To infer our models, replace transformers import with elastic_models.transformers:

import torch
from transformers import AutoTokenizer
from elastic_models.transformers import AutoModelForCausalLM

# Currently we require to have your HF token
# as we use original weights for part of layers and
# model confugaration as well
model_name = "meta-llama/Llama-3.2-1B-Instruct"
hf_token = ''
device = torch.device("cuda")

# Create mode
tokenizer = AutoTokenizer.from_pretrained(
    model_name, token=hf_token
)
model = AutoModelForCausalLM.from_pretrained(
    model_name, 
    token=hf_token,
    torch_dtype=torch.bfloat16,
    attn_implementation="sdpa",
    mode='S'
).to(device)
model.generation_config.pad_token_id = tokenizer.eos_token_id

# Inference simple as transformers library
prompt = "Describe basics of DNNs quantization."
messages = [
  {
    "role": "system",
    "content": "You are a search bot, answer on user text queries."
  },
  {
    "role": "user",
    "content": prompt
  }
]

chat_prompt = tokenizer.apply_chat_template(
    messages, add_generation_prompt=True, tokenize=False
)

inputs = tokenizer(chat_prompt, return_tensors="pt")
inputs.to(device)

with torch.inference_mode:
    generate_ids = model.generate(**inputs, max_length=500)

input_len = inputs['input_ids'].shape[1]
generate_ids = generate_ids[:, input_len:]
output = tokenizer.batch_decode(
    generate_ids,
    skip_special_tokens=True, 
    clean_up_tokenization_spaces=False
)[0]

# Validate answer
print(f"# Q:\n{prompt}\n")
print(f"# A:\n{output}\n")

📚 Documentation

System Requirements

GPUs: H100, L40s
CPU: AMD, Intel
Python: 3.10 - 3.12

🔧 Technical Details

Benchmarks

Benchmarking is crucial during model acceleration.
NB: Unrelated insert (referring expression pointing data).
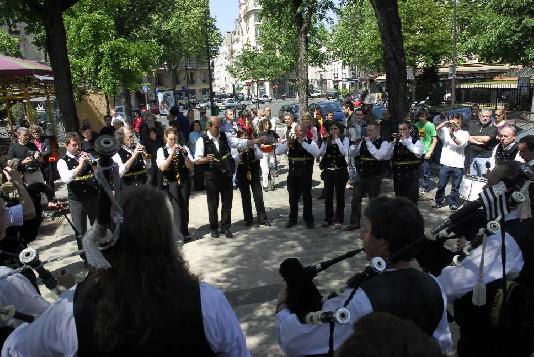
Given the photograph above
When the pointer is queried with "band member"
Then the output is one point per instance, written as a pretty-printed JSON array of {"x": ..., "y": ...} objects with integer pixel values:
[
  {"x": 249, "y": 178},
  {"x": 130, "y": 158},
  {"x": 175, "y": 161},
  {"x": 369, "y": 154},
  {"x": 452, "y": 159},
  {"x": 406, "y": 292},
  {"x": 76, "y": 170},
  {"x": 213, "y": 150},
  {"x": 406, "y": 157},
  {"x": 301, "y": 154},
  {"x": 507, "y": 149},
  {"x": 334, "y": 148},
  {"x": 173, "y": 314},
  {"x": 503, "y": 325}
]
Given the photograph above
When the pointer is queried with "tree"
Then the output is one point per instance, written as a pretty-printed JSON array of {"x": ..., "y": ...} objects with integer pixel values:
[
  {"x": 298, "y": 18},
  {"x": 9, "y": 45},
  {"x": 49, "y": 15}
]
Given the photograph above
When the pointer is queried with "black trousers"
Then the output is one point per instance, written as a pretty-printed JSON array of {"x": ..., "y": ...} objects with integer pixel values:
[
  {"x": 335, "y": 181},
  {"x": 371, "y": 186},
  {"x": 218, "y": 184},
  {"x": 179, "y": 197},
  {"x": 407, "y": 187},
  {"x": 79, "y": 212},
  {"x": 298, "y": 186},
  {"x": 254, "y": 185}
]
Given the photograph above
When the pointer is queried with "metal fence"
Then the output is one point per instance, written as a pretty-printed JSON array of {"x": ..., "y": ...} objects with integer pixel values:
[{"x": 502, "y": 96}]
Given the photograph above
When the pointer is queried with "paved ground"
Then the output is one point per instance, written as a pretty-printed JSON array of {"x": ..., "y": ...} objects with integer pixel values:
[{"x": 246, "y": 267}]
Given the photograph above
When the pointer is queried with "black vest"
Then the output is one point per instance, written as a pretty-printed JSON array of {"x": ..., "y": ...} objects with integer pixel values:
[
  {"x": 176, "y": 330},
  {"x": 409, "y": 294},
  {"x": 366, "y": 164},
  {"x": 84, "y": 185},
  {"x": 300, "y": 160},
  {"x": 224, "y": 164},
  {"x": 502, "y": 155},
  {"x": 405, "y": 163},
  {"x": 177, "y": 171},
  {"x": 136, "y": 174},
  {"x": 332, "y": 158}
]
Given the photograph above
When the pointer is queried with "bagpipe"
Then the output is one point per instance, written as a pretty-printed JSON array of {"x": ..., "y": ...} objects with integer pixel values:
[{"x": 96, "y": 238}]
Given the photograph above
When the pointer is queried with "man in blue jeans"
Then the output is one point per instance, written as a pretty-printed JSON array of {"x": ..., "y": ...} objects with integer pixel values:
[{"x": 452, "y": 160}]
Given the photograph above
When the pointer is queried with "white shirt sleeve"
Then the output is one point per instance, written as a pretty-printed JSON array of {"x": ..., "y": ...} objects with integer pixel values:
[
  {"x": 311, "y": 148},
  {"x": 64, "y": 173},
  {"x": 14, "y": 216},
  {"x": 221, "y": 325},
  {"x": 458, "y": 281},
  {"x": 17, "y": 290}
]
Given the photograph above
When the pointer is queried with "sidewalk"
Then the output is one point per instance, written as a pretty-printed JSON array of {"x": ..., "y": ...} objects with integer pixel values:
[{"x": 246, "y": 267}]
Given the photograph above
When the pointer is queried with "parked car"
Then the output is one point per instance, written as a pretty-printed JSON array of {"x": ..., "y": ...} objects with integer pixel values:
[{"x": 329, "y": 106}]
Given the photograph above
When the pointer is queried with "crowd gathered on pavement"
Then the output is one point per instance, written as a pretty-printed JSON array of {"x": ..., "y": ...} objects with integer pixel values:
[{"x": 147, "y": 302}]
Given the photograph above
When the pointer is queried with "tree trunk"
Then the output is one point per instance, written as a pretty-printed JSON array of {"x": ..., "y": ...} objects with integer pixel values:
[
  {"x": 56, "y": 46},
  {"x": 302, "y": 71},
  {"x": 387, "y": 15},
  {"x": 126, "y": 101}
]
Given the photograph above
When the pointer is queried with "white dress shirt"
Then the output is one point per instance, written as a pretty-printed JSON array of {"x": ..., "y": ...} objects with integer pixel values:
[
  {"x": 54, "y": 333},
  {"x": 312, "y": 148},
  {"x": 297, "y": 339},
  {"x": 452, "y": 155},
  {"x": 233, "y": 142},
  {"x": 458, "y": 281},
  {"x": 384, "y": 153},
  {"x": 342, "y": 145},
  {"x": 17, "y": 290}
]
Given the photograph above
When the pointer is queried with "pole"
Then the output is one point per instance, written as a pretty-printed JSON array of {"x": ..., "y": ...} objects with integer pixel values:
[{"x": 453, "y": 55}]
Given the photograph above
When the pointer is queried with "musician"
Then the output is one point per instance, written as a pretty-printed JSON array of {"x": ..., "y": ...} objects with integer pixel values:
[
  {"x": 333, "y": 150},
  {"x": 301, "y": 153},
  {"x": 507, "y": 149},
  {"x": 148, "y": 303},
  {"x": 214, "y": 152},
  {"x": 76, "y": 170},
  {"x": 452, "y": 159},
  {"x": 175, "y": 161},
  {"x": 406, "y": 153},
  {"x": 370, "y": 155},
  {"x": 130, "y": 158},
  {"x": 249, "y": 179},
  {"x": 490, "y": 330},
  {"x": 392, "y": 224}
]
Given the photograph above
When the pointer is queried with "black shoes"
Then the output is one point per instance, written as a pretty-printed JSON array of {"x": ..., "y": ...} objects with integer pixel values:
[{"x": 352, "y": 227}]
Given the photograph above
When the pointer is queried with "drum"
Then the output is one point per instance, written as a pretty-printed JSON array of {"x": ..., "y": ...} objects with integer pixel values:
[{"x": 471, "y": 187}]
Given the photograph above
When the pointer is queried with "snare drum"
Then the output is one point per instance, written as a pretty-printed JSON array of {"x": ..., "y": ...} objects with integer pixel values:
[{"x": 471, "y": 187}]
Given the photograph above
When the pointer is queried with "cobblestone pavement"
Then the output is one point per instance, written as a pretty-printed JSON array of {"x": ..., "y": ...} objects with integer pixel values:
[{"x": 246, "y": 267}]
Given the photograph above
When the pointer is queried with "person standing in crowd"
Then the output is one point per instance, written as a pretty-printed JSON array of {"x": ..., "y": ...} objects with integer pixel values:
[
  {"x": 28, "y": 155},
  {"x": 482, "y": 136},
  {"x": 496, "y": 327},
  {"x": 507, "y": 149},
  {"x": 249, "y": 179},
  {"x": 267, "y": 161},
  {"x": 406, "y": 153},
  {"x": 175, "y": 161},
  {"x": 180, "y": 315},
  {"x": 333, "y": 150},
  {"x": 452, "y": 160},
  {"x": 76, "y": 170},
  {"x": 301, "y": 154},
  {"x": 369, "y": 154},
  {"x": 406, "y": 292},
  {"x": 427, "y": 134},
  {"x": 213, "y": 150},
  {"x": 130, "y": 158}
]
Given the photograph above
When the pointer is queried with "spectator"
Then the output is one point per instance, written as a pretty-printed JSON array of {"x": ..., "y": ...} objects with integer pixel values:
[{"x": 482, "y": 134}]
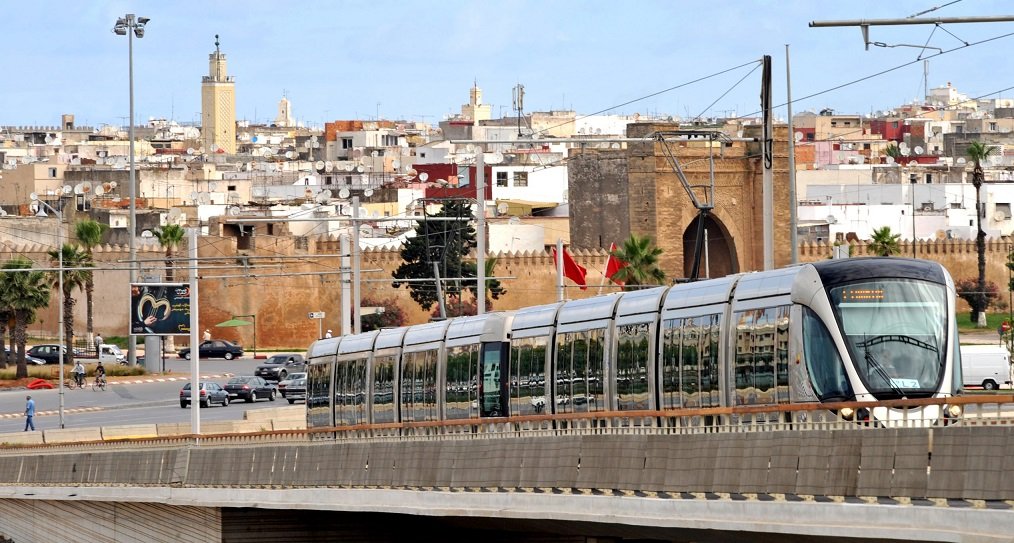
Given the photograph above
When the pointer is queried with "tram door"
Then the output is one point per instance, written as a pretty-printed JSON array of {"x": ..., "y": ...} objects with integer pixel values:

We aim to provide clear performance metrics for models using our algorithms. The W8A8, int8 column indicates that W8A8 quantization with int8 data type was applied to all linear layers, using the same calibration data as for ANNA. The S model achieves similar speed but higher quality, as ANNA can improve quantization quality on sensitive layers.

Quality benchmarks

Metric/Model	S	M	L	XL	Original	W8A8, int8
MMLU	45.5	45.9	45.9	46.2	46.2	24
PIQA	73.1	73.7	74.2	74.3	74.3	55.8
Arc Challenge	34.5	35.9	36.0	35.8	35.8	20.3
Winogrande	60.4	59.7	60.8	59.5	59.5	50.3

MMLU: Evaluates general knowledge across 57 subjects including science, humanities, engineering, etc., showing the model's ability to handle diverse academic topics.
PIQA: Evaluates physical commonsense reasoning through questions about everyday physical interactions, demonstrating the model's understanding of real - world physics concepts.
Arc Challenge: Evaluates grade - school level multiple - choice questions requiring reasoning, indicating the model's ability to solve complex reasoning tasks.
Winogrande: Evaluates commonsense reasoning through sentence completion tasks, showing the model's capability to understand context and resolve ambiguity.

Latency benchmarks

100 input/300 output; tok/s:

GPU/Model	S	M	L	XL	Original	W8A8, int8
H100	436	436	409	396	110	439
L40s	290	251	222	210	103	300

📄 License

This project is licensed under the Apache - 2.0 license.